A report by a federal monitor blamed the state for overcrowding at the state mental hospital in Kaneohe because it has failed to develop basic community mental health services. The report pointed to the death of one former mental patient just three days after being discharged from a state facility. It also spotlighted another case in which a former patient was homeless within two weeks of being discharged and a third patient who couldn't be found three months after being discharged from the state hospital.

"We have never held out or said that we are doing everything perfectly, and we have accomplished everything. We have said that there's more work to be done, but that we are moving forward," state health director Dr. Chiyome Fukino said.

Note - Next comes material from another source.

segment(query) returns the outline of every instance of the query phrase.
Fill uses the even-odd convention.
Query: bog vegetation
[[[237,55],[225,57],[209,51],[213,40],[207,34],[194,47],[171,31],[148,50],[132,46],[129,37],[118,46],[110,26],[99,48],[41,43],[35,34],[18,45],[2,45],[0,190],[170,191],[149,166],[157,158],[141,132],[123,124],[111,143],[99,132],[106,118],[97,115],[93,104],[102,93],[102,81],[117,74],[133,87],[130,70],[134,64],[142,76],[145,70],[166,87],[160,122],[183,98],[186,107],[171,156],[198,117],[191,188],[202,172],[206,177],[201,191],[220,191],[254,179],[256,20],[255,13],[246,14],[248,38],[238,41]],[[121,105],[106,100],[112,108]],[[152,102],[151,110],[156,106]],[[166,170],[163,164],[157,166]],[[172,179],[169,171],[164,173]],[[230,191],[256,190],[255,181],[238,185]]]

Federal Judge David Ezra said, "we see backsliding on all fronts," and found the state's progress in providing services for discharged mental patients "woefully lacking."

Ezra said that if the situation does not "dramatically improve" by April 30, (comma) he will consider taking the state's mental health programs away from the state Department of Health and putting them under federal control.

"We are disappointed that the court did not acknowledge the many successes that we have had in the last several months," Fukino said.

The state points to an 80 percent increase in community housing for discharged patients in the last three years and adding crisis services on all islands for the first time last year.

State officials said the population at the state hospital is exploding partly because crystal methamphetamine addicts who suffer from prolonged mental illness and don't recover quickly from brain damage caused by the drug.